Si l’Arménie a exprimé sa gratitude envers Paris pour l’adoption de la proposition de loi sur le génocide arménien de 1915, la Turquie a, par contre, décidé de geler ses relations diplomatiques avec la France. Elle a fait savoir par le biais de son chef de gouvernement, Recep Tayyip Erdogan, que le vote d’hier ouvrait des « plaies irréparables et très graves » pour les Turcs.
Alors que l’Arménie a témoigné sa reconnaissance envers la France pour le vote à l’Assemblée de la proposition de loi sur le génocide arménien, la Turquie a, pour sa part, annoncé la suspension immédiate des rencontres politiques, économiques et militaires prévues avec la France. Les relations commerciales entre les deux pays s’en trouvent ainsi menacées.

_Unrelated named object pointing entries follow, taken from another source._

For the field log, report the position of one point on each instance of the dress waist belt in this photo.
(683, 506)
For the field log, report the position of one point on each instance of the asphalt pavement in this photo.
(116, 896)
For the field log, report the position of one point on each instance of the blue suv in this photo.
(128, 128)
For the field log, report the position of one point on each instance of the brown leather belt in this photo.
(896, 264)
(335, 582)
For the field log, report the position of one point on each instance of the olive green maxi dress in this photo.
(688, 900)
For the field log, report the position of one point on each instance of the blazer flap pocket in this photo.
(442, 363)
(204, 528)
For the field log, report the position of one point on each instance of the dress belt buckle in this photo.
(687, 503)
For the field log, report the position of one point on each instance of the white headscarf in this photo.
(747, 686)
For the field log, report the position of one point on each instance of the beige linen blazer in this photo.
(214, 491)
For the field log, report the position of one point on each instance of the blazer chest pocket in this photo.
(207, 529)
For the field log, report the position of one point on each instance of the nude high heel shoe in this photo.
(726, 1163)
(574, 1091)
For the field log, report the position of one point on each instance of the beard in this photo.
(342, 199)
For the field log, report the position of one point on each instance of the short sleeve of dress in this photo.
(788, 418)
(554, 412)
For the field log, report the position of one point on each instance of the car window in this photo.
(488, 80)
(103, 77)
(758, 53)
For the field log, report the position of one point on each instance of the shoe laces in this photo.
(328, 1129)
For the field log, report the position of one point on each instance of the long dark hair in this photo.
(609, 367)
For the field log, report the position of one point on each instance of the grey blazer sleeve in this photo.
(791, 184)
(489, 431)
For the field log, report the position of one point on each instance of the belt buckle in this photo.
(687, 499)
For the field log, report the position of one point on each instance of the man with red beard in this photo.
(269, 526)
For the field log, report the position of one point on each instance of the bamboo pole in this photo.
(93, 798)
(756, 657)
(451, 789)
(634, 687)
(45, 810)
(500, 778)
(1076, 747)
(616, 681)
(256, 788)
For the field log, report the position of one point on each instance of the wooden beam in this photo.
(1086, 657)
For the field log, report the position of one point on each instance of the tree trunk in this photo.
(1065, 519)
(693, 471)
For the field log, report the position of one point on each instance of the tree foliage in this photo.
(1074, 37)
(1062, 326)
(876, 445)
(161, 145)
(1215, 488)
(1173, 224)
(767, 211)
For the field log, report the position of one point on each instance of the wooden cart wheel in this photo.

« Par l’adoption à l’Assemblée nationale de cette proposition de loi criminalisant la négation des génocides, la France a de nouveau confirmé sa haute mission de berceau des droits de l’homme et démontré une fois plus son engagement en faveur des valeurs humaines universelles », a déclaré le ministre arménien des Affaires étrangères, Edward Nalbandian, dans un communiqué.
Pour sa part, le chef de gouvernement turc, en qualifiant de « politique fondée sur le racisme, la discrimination et la xénophobie » le texte adopté hier à l’Assemblée, a annoncé que son pays annule également « l’autorisation qui était faite aux avions de chasse et aux bâtiments de guerre de l’armée française d’atterrir ou d’accoster en Turquie », rapporte Le nouvel Observateur.
La semaine dernière, le Premier ministre turc a déjà adressé une lettre au président Nicolas Sarkozy, dans laquelle la Turquie avait prévenu la France que l’adoption de cette proposition de loi sur le génocide arménien entraînerait de graves conséquences sur les relations entre les deux pays.
Réagissant sur la question, le président de la commission des Affaires étrangères de la chambre des députés turque, Volkan Bozkir, a estimé que la France, peu favorable à l’adhésion de la Turquie à l’Union Européenne, a fait une « erreur de calcul » en adoptant le texte. « Sa (ndlr : Turquie) demande d’adhésion à l’Union européenne est presque stoppée et son économie est une des plus dynamiques du monde avec une croissance de 8 % au troisième trimestre », a-t-il rappelé.
La Turquie, étant le quatrième client (hors pays de l’UE) de la France dans le secteur de l’énergie et celui des transports, menace ainsi de pénaliser les relations commerciales en vue, notamment la vente des avions à Turkish Airlines ou encore la construction d’une centrale nucléaire, pour laquelle EDF serait en compétition.
Par la voix du ministre des affaires étrangères, Alain Juppé, le gouvernement français a invité la Turquie à ne pas « surréagir ». « Je regrette cette réaction », a-t-il déclaré. Considérant la Turquie comme un « partenaire important », le premier ministre de déclarer : « j’en appelle au bon sens et à la mesure ».
Rappelons au passage que cette année, le commerce bilatéral entre la Turquie et la France devrait atteindre 12 milliards d’euros.